The OPM (US Office of Personnel Management) has a sample letter on its website for employees who are in a tight spot financially because of the shutdown and need to discuss payment arrangements with their creditors. Agencies such as DOT also offer similar templated letters for employees to use. But keep in mind that “this letter does not guarantee the creditor will extend the payment schedule but many creditors have indicated they will work with Federal employees who are affected by the shutdown.”
In all circumstances, it is best to call before the next possible missed payment for options so that you won't be in a late payment situation that will affect your long-term credit.
Visit OPM.gov to see the operating status of the federal government. As long as the federal government is shut down, you’ll see this notice: “Due to a lapse in appropriations, federal government operations vary by agency. Employees should refer to their home agency for guidance on reporting for duty.” As of Dec. 26, the Office of Personnel Management said social media channels may not be monitored or updated because of the shutdown, but so far the agency has shared steady updates. In addition to OPM, make sure to check your agency’s website and social accounts for any new updates.
Hopefully, you will weather this financial storm and will have used your budgeting prowess to champion through to the other side. The next step is to be adequately prepared for future squalls that may come your way.
The first thing I would do is make a list of expenses that you want and can afford now, but would easily be cut in the future if there’s an emergency. A good example is a gym membership. Maybe today it makes sense for you to have because you use it and you can afford it. But if you lose your paycheck, it might be the first thing to go.
Do this for all similar types of expense. Note what the expense is, how much it costs, and any relevant details to cancel it–including terms of the contract, cancellation fees, and phone numbers to call to cancel. Think of this as your emergency guide to saving money.

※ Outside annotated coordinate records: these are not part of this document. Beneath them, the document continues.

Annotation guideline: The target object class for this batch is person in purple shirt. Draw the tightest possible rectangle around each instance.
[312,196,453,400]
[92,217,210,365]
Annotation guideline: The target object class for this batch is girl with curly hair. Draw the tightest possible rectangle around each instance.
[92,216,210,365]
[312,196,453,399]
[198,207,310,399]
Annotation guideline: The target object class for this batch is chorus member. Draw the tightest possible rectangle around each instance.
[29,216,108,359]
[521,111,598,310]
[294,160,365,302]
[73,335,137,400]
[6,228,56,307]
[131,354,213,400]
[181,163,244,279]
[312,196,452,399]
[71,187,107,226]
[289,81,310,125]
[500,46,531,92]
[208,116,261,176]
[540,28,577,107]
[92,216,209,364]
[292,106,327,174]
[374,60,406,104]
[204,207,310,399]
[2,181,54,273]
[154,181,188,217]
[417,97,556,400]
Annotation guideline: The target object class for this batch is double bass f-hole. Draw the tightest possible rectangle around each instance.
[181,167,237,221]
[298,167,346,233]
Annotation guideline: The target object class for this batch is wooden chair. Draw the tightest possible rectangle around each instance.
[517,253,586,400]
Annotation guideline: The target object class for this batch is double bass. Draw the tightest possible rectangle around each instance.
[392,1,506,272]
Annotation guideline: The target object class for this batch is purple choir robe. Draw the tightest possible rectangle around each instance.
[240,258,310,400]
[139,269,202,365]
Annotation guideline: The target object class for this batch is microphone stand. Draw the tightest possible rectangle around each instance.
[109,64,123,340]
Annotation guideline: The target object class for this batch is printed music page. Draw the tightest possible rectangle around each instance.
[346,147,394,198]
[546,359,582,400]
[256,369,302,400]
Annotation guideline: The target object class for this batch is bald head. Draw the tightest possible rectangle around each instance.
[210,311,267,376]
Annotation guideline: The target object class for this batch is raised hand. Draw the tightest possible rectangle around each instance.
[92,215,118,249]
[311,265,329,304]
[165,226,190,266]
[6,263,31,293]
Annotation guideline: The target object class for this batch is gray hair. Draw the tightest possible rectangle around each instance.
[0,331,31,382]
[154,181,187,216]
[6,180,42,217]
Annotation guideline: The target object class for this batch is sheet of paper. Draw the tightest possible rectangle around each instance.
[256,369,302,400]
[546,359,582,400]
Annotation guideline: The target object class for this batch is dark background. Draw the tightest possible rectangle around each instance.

While cutting back on coffees may seem like a lot, it may not be enough. Can you look at refinancing to lower mortgage payments? Should you trade your vehicle in for something with better gas mileage that will lower everyday cost, or have lower payments, itself? Focus on items that will have big impacts on your budget now so if the time comes, you’ll be ready.
If you’re a government employee, use the tips above to help focus your trajectory and utilize any resources available to assist you through. If you’re not, be mindful of those who are out of work right now and seek out how you can support friends, family, and your community.